Which assessment finding indicates a potential complication of immobility related to the respiratory system?
- A. Increased muscle strength
- B. Increased lung expansion
- C. Diminished breath sounds
- D. Normal respiratory rate
Correct Answer: C
Rationale: Diminished breath sounds signal a respiratory complication from immobility, suggesting poor ventilation or issues like atelectasis or pneumonia due to shallow breathing. Stronger muscles or expanded lungs indicate healthy function, not problems, while a normal breathing rate doesn't reveal underlying lung issues. Nurses auscultate for this to detect early respiratory decline, prompting interventions like repositioning or breathing exercises, ensuring timely action to safeguard oxygenation in immobile patients.
An infant is born precipitously outside the labor room. What should the nurse do first?

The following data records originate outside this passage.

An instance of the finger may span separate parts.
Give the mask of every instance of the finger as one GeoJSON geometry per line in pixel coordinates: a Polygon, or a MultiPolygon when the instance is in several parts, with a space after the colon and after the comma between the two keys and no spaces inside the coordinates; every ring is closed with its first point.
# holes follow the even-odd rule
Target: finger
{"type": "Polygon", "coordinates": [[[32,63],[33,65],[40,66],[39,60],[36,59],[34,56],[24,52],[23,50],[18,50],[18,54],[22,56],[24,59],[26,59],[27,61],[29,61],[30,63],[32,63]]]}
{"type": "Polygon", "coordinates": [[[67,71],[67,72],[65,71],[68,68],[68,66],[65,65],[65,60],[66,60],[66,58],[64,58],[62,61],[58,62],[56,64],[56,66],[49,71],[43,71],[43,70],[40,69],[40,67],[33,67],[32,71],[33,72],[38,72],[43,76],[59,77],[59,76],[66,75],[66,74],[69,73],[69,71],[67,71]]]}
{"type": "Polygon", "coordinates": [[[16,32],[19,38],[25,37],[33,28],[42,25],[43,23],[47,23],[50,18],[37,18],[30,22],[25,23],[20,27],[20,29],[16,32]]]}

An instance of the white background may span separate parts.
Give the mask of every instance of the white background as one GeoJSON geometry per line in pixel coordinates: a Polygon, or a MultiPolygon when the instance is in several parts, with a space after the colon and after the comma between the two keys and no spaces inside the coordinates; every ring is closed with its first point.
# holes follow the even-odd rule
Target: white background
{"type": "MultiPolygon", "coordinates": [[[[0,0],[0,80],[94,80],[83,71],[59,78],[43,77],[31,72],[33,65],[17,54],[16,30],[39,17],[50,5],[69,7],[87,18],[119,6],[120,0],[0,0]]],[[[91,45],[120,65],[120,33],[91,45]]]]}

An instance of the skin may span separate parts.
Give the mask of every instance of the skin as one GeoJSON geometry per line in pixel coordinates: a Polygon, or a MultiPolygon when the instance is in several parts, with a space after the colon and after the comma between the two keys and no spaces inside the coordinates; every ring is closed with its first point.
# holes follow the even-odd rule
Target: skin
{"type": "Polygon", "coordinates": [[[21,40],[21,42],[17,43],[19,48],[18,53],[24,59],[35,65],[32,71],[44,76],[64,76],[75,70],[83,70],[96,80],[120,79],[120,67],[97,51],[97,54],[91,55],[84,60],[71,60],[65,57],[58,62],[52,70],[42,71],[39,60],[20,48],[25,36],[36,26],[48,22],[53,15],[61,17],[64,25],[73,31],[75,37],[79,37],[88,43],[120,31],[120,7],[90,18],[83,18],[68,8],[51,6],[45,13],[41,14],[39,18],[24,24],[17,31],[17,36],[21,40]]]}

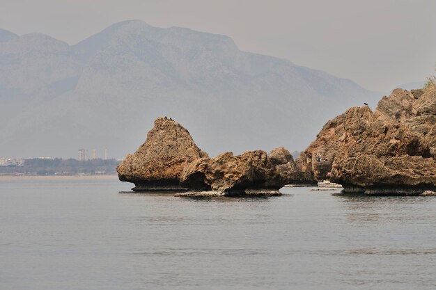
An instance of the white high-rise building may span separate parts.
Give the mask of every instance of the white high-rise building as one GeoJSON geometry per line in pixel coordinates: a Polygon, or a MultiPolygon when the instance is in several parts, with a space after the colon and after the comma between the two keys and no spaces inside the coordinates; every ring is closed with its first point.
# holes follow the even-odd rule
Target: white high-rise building
{"type": "Polygon", "coordinates": [[[88,150],[86,149],[79,149],[78,157],[79,161],[85,161],[88,160],[88,150]]]}

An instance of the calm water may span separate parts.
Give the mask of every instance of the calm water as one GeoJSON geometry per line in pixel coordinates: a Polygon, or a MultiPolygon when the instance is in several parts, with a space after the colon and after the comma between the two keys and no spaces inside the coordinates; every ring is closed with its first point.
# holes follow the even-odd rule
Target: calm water
{"type": "Polygon", "coordinates": [[[0,181],[0,289],[435,289],[436,198],[0,181]]]}

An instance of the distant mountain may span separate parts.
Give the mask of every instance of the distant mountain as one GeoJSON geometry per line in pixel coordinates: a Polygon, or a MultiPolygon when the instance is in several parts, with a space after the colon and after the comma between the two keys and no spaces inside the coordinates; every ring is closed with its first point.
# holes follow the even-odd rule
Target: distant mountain
{"type": "Polygon", "coordinates": [[[0,155],[123,158],[158,116],[223,151],[301,150],[325,122],[378,93],[289,61],[241,51],[228,37],[141,21],[75,45],[0,31],[0,155]]]}
{"type": "Polygon", "coordinates": [[[425,84],[425,81],[412,81],[410,83],[398,85],[397,86],[397,88],[400,88],[403,90],[410,90],[414,88],[422,88],[425,84]]]}

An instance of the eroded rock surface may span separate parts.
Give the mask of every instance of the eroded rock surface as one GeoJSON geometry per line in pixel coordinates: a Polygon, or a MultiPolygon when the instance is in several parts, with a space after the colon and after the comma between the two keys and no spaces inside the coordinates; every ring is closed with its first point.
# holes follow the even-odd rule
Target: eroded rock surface
{"type": "Polygon", "coordinates": [[[159,118],[146,142],[127,154],[116,168],[120,181],[132,182],[134,191],[186,189],[180,186],[185,166],[208,154],[195,144],[189,132],[178,122],[159,118]]]}
{"type": "Polygon", "coordinates": [[[436,90],[395,90],[373,113],[354,107],[329,121],[297,166],[344,192],[421,194],[436,186],[435,116],[436,90]]]}
{"type": "Polygon", "coordinates": [[[198,159],[189,164],[180,184],[197,191],[214,191],[226,195],[279,195],[290,182],[295,168],[292,156],[284,148],[247,151],[241,155],[225,152],[215,158],[198,159]]]}

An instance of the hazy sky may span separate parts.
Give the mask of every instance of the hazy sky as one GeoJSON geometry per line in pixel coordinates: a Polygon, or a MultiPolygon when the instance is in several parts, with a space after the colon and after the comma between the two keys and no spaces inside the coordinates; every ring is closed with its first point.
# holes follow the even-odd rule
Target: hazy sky
{"type": "Polygon", "coordinates": [[[75,44],[138,19],[224,34],[242,50],[390,91],[436,62],[436,0],[0,0],[0,28],[75,44]]]}

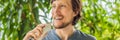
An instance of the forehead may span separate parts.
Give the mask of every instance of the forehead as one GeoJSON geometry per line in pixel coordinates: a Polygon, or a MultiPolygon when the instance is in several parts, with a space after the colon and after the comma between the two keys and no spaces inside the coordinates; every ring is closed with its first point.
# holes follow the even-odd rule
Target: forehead
{"type": "Polygon", "coordinates": [[[53,5],[54,4],[67,4],[67,5],[71,5],[71,0],[55,0],[55,1],[53,1],[52,4],[53,5]]]}

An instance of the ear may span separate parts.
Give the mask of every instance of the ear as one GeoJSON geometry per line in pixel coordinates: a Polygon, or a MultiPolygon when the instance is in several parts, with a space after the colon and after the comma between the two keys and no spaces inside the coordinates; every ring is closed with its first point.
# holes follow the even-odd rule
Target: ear
{"type": "Polygon", "coordinates": [[[73,14],[73,16],[75,17],[75,16],[77,16],[77,14],[78,14],[78,11],[76,11],[76,12],[73,12],[74,14],[73,14]]]}

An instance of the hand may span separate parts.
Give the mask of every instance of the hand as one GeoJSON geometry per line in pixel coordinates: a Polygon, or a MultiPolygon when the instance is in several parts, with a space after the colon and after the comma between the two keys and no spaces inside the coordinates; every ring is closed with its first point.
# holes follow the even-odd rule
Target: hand
{"type": "Polygon", "coordinates": [[[33,30],[29,31],[26,34],[26,36],[23,38],[23,40],[29,40],[31,37],[34,38],[34,40],[39,39],[40,36],[43,34],[44,27],[45,27],[45,24],[37,25],[33,30]]]}

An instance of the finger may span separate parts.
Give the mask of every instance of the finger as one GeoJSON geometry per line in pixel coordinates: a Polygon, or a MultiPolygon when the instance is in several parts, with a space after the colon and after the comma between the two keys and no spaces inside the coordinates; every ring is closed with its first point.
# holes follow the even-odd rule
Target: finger
{"type": "Polygon", "coordinates": [[[40,31],[36,28],[34,30],[34,34],[36,35],[36,37],[39,37],[40,36],[40,31]]]}
{"type": "Polygon", "coordinates": [[[45,27],[45,24],[39,24],[37,27],[44,28],[44,27],[45,27]]]}
{"type": "Polygon", "coordinates": [[[24,40],[28,40],[30,38],[34,38],[37,39],[37,37],[34,35],[34,33],[32,31],[28,32],[24,38],[24,40]]]}

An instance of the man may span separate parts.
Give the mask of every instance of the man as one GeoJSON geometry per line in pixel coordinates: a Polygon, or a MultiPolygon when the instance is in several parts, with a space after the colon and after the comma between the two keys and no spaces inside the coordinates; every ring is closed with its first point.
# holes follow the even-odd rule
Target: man
{"type": "Polygon", "coordinates": [[[32,36],[35,40],[96,40],[93,36],[82,33],[74,28],[80,18],[81,0],[52,0],[53,30],[43,37],[45,24],[40,24],[28,32],[24,40],[32,36]],[[37,34],[36,34],[37,33],[37,34]]]}

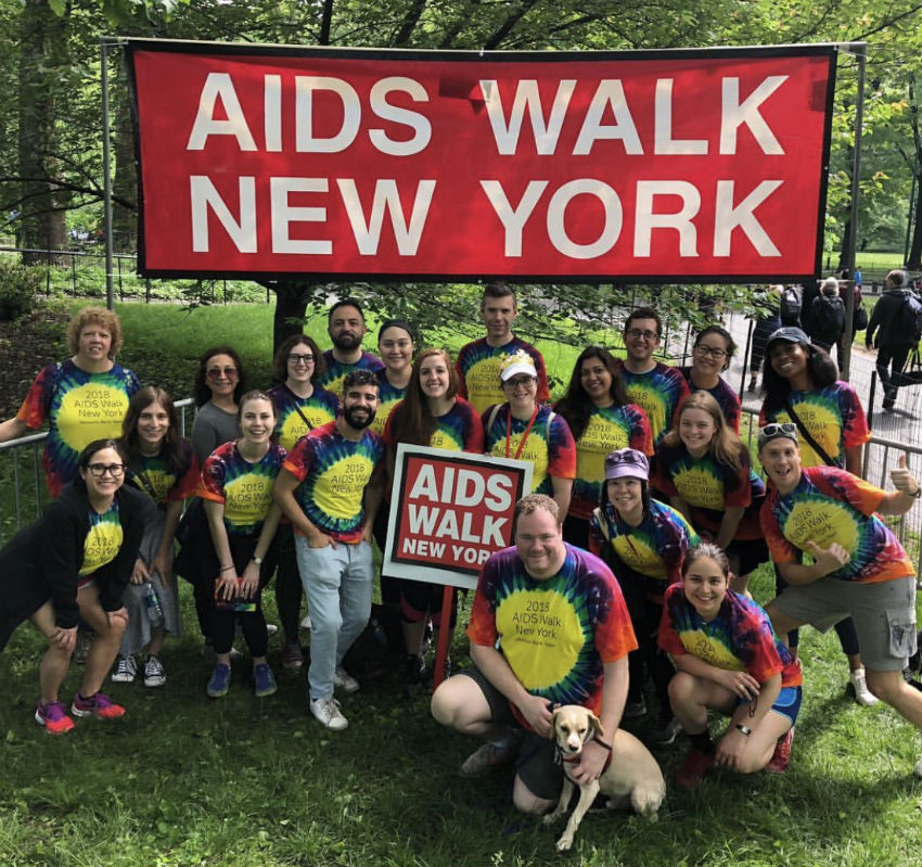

- A. Tie and cut the umbilical cord
- B. Establish an airway for the newborn
- C. Ascertain the condition of the uterine fundus
- D. Arrange transport for the mother and infant to the birthing unit
Correct Answer: B
Rationale: Precipitous birth outside controlled settings demands urgent action. Tying/cutting the cord (choice A) is secondary; delay poses no immediate risk unless bleeding occurs. Establishing an airway (choice B) is first, as newborns must breathe independently clearing mucus or stimulating crying ensures oxygenation, critical within the golden minute. Checking the fundus (choice C) assesses maternal bleeding, a later priority. Transport (choice D) follows stabilization. B is correct, per neonatal resuscitation guidelines. Nurses clear airways, warm the infant, and then address cord and maternal needs, ensuring survival.